Is anyone aware of a new TT G2 2 coming out in Sept?
I was told it would be a one dog that will be "expandable" to a 2 dog . It could even go to a 3 or 4 dog.

Just wondering if it would be worth the wait or just buy the present 2 dog.


----------



## Rig (Mar 1, 2005)

If you are certain you will never need to go to a 3rd dog then just get the 2-dog today.
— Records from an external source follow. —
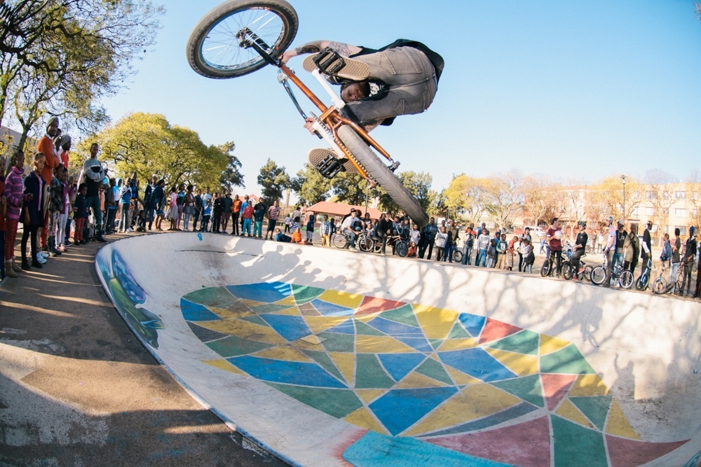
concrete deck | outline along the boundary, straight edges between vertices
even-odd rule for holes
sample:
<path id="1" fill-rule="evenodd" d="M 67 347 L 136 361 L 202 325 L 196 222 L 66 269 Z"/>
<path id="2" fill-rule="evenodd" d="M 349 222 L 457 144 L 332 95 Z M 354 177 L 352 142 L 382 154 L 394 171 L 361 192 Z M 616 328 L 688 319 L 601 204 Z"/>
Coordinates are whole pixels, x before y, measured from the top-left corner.
<path id="1" fill-rule="evenodd" d="M 211 234 L 111 243 L 95 268 L 175 377 L 291 463 L 701 458 L 697 302 Z"/>

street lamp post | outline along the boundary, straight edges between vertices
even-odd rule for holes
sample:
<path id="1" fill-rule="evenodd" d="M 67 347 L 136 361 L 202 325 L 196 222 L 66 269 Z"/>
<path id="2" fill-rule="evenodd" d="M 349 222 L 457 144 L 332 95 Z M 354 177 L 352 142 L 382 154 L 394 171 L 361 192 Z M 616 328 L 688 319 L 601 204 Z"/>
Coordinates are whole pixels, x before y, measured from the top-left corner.
<path id="1" fill-rule="evenodd" d="M 625 175 L 621 175 L 620 179 L 623 182 L 623 224 L 625 224 Z"/>

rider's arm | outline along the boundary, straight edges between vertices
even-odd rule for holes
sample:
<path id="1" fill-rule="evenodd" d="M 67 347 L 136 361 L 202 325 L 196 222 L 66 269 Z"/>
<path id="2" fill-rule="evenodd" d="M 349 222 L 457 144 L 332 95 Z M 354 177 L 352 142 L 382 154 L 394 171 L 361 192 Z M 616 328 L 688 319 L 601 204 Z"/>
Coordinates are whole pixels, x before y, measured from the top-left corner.
<path id="1" fill-rule="evenodd" d="M 320 52 L 327 47 L 330 47 L 344 57 L 348 57 L 349 55 L 356 54 L 362 50 L 356 46 L 351 46 L 350 44 L 346 44 L 342 42 L 334 42 L 332 41 L 325 40 L 312 41 L 311 42 L 302 44 L 299 47 L 285 50 L 285 53 L 283 53 L 283 56 L 280 57 L 280 60 L 283 61 L 283 63 L 287 63 L 287 60 L 291 59 L 292 57 L 297 57 L 297 55 L 301 55 L 306 53 L 316 53 L 317 52 Z"/>

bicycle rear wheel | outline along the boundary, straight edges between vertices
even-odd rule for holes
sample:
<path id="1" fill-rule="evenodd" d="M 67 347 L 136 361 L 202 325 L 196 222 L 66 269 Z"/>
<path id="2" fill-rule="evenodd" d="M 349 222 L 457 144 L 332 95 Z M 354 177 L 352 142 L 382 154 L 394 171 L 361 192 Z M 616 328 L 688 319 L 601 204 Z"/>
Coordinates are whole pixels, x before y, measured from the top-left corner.
<path id="1" fill-rule="evenodd" d="M 625 270 L 618 277 L 618 284 L 623 288 L 630 288 L 633 286 L 633 273 Z"/>
<path id="2" fill-rule="evenodd" d="M 334 235 L 332 242 L 334 242 L 334 246 L 340 248 L 341 249 L 346 248 L 350 244 L 348 237 L 342 233 L 337 233 Z"/>
<path id="3" fill-rule="evenodd" d="M 365 169 L 367 174 L 384 188 L 387 194 L 404 209 L 414 223 L 418 225 L 419 228 L 423 228 L 428 224 L 428 215 L 416 201 L 416 198 L 402 184 L 390 168 L 372 152 L 355 130 L 347 125 L 342 125 L 339 127 L 337 133 L 339 138 L 360 162 L 360 165 Z"/>
<path id="4" fill-rule="evenodd" d="M 197 73 L 207 78 L 236 78 L 265 66 L 252 48 L 240 46 L 236 34 L 260 39 L 266 52 L 276 58 L 290 46 L 297 32 L 294 8 L 285 0 L 229 0 L 200 20 L 187 41 L 188 62 Z"/>
<path id="5" fill-rule="evenodd" d="M 592 271 L 592 283 L 600 286 L 605 280 L 606 280 L 606 270 L 602 266 L 594 267 Z"/>

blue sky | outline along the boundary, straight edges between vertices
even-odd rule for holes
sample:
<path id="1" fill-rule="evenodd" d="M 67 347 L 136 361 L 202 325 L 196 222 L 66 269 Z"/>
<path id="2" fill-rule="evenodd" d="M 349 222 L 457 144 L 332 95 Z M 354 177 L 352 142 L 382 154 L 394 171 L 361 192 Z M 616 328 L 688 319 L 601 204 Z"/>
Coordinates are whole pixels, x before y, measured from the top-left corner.
<path id="1" fill-rule="evenodd" d="M 113 121 L 159 113 L 207 144 L 233 140 L 245 190 L 257 193 L 268 158 L 294 175 L 319 140 L 302 128 L 274 68 L 229 80 L 189 68 L 190 32 L 219 3 L 168 1 L 154 50 L 136 64 L 128 89 L 104 104 Z M 518 169 L 585 183 L 655 168 L 683 180 L 701 169 L 701 22 L 693 1 L 291 3 L 299 17 L 293 46 L 327 39 L 379 48 L 403 38 L 443 56 L 430 109 L 372 132 L 400 172 L 430 172 L 437 190 L 460 173 Z M 290 65 L 313 79 L 300 59 Z"/>

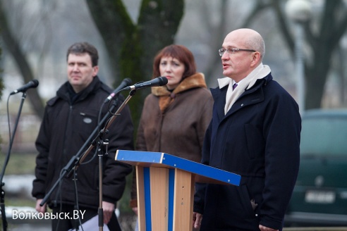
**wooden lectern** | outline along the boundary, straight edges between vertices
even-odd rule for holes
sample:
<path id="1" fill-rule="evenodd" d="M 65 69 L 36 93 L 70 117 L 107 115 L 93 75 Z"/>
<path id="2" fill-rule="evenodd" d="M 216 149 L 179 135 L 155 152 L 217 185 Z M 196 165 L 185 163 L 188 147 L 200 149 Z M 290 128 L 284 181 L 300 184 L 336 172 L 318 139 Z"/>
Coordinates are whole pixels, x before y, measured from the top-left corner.
<path id="1" fill-rule="evenodd" d="M 118 150 L 115 159 L 136 166 L 140 231 L 191 230 L 195 182 L 238 186 L 241 178 L 164 153 Z"/>

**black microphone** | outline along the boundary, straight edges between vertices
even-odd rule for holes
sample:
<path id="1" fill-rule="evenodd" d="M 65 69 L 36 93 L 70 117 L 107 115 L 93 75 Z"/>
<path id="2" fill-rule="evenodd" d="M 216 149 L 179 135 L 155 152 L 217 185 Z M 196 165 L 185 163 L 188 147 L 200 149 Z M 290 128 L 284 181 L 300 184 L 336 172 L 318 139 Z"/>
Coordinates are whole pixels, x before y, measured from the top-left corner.
<path id="1" fill-rule="evenodd" d="M 26 92 L 29 88 L 36 88 L 38 85 L 39 85 L 39 81 L 37 80 L 30 80 L 22 87 L 20 87 L 18 89 L 11 92 L 10 95 L 15 94 L 18 92 Z"/>
<path id="2" fill-rule="evenodd" d="M 164 86 L 167 84 L 167 78 L 164 76 L 161 77 L 157 77 L 155 79 L 153 79 L 150 81 L 146 81 L 146 82 L 140 82 L 135 83 L 133 86 L 129 86 L 126 87 L 123 89 L 123 90 L 133 90 L 133 89 L 142 89 L 142 88 L 146 88 L 149 87 L 159 87 L 159 86 Z"/>
<path id="3" fill-rule="evenodd" d="M 105 99 L 104 104 L 109 101 L 118 92 L 121 91 L 123 88 L 129 86 L 130 85 L 131 85 L 131 83 L 132 81 L 129 78 L 123 80 L 119 86 L 118 86 L 117 88 L 116 88 L 114 91 L 113 91 L 112 93 L 111 93 L 111 94 Z"/>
Same models (100, 200, 500, Flyway etc.) after EXP is released as now.

They won't go to 4 dogs, just 3. Every "EXP" can go to 3 dogs. 

Rig


----------



## roxie (Oct 23, 2003)

In September (or thereabouts), Tri-tronics will release their new *G3* and *G2 EXP *(expandable) series collars.

The new G3's will come in three configurations....the *Sport Basic *(which will replace the current Sport 50 & 60 models); the *Sport Combo *(which will replace the current Sport 80M & 80C models); and the *Sport Upland *(which will replace the current Sport 65 BPR).
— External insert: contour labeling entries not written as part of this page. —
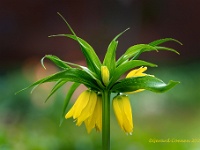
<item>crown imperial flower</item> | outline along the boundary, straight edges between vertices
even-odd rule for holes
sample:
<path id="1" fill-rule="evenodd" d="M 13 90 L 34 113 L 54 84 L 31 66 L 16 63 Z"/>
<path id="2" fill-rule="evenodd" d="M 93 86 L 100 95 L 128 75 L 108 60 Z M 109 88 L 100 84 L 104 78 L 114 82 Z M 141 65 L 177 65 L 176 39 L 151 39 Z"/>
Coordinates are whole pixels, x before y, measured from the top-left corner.
<path id="1" fill-rule="evenodd" d="M 101 66 L 101 77 L 105 86 L 109 83 L 110 73 L 107 66 Z"/>
<path id="2" fill-rule="evenodd" d="M 164 38 L 148 44 L 137 44 L 129 47 L 125 53 L 116 60 L 117 39 L 128 30 L 126 29 L 113 38 L 108 46 L 105 58 L 103 62 L 101 62 L 92 46 L 78 37 L 65 18 L 61 14 L 59 15 L 69 27 L 71 34 L 58 34 L 49 37 L 60 36 L 77 41 L 86 59 L 87 67 L 63 61 L 53 55 L 46 55 L 41 59 L 42 66 L 45 68 L 44 59 L 47 58 L 59 67 L 61 71 L 40 79 L 27 88 L 56 81 L 57 83 L 50 91 L 46 99 L 47 101 L 64 84 L 72 82 L 73 84 L 69 88 L 64 101 L 61 123 L 63 118 L 68 119 L 73 117 L 77 126 L 80 126 L 83 122 L 85 123 L 88 133 L 93 128 L 96 128 L 97 131 L 102 131 L 102 147 L 103 150 L 108 150 L 110 148 L 111 93 L 117 95 L 114 97 L 112 104 L 118 123 L 122 130 L 131 134 L 133 131 L 133 123 L 130 100 L 127 95 L 119 93 L 129 94 L 143 90 L 162 93 L 179 83 L 172 80 L 165 83 L 153 75 L 145 74 L 144 71 L 147 70 L 147 66 L 156 67 L 156 65 L 143 60 L 137 60 L 137 58 L 144 52 L 159 50 L 172 51 L 179 54 L 172 48 L 160 45 L 168 41 L 181 43 L 173 38 Z M 140 68 L 135 69 L 136 67 Z M 128 71 L 130 72 L 127 74 L 126 78 L 123 78 L 122 76 Z M 66 114 L 69 101 L 81 84 L 85 85 L 88 90 L 80 94 L 75 104 Z"/>
<path id="3" fill-rule="evenodd" d="M 117 95 L 113 98 L 113 109 L 119 126 L 126 133 L 132 134 L 133 121 L 130 100 L 127 95 Z"/>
The G3's will offer more features, including additional stimulation levels and the ability to control multiple dogs by simply purchasing additional receivers.

The new G2 EXP's will be available in all of the current Field and Pro units (the Field 70, Field 90, Uplander, Flyway Special, Trashbreaker, Pro 100, Pro 200 and Pro 500). The G2 EXP's will likewise have the ability to control multiple dogs with the purchase of additional receivers.

In regards to pricing, the new Sport series will retail for about $20 bucks less; while the new Field/Pro series will be about $20 bucks more.

Hope this helps.


----------



## roxie (Oct 23, 2003)

I've had several ask what the new collars will look like. The new G3's will be completely re-designed and will a resemble a Garmin handheld GPS (IMO). The new G2 EXP's will look just like the current G2's; however, they will have a toggle switch (much like the Pro 500's) that will be used to control the individual dogs.

Here is a picture of the new G3 Sport Combo....


----------



## FowlDogs (Dec 31, 2004)

Dang,

3 buttons?
3 dials?

That thing looks confusing to me and I'm a gadget geek.

I bet a lot of dogs receive the wrong correction with this thing.

Roger


----------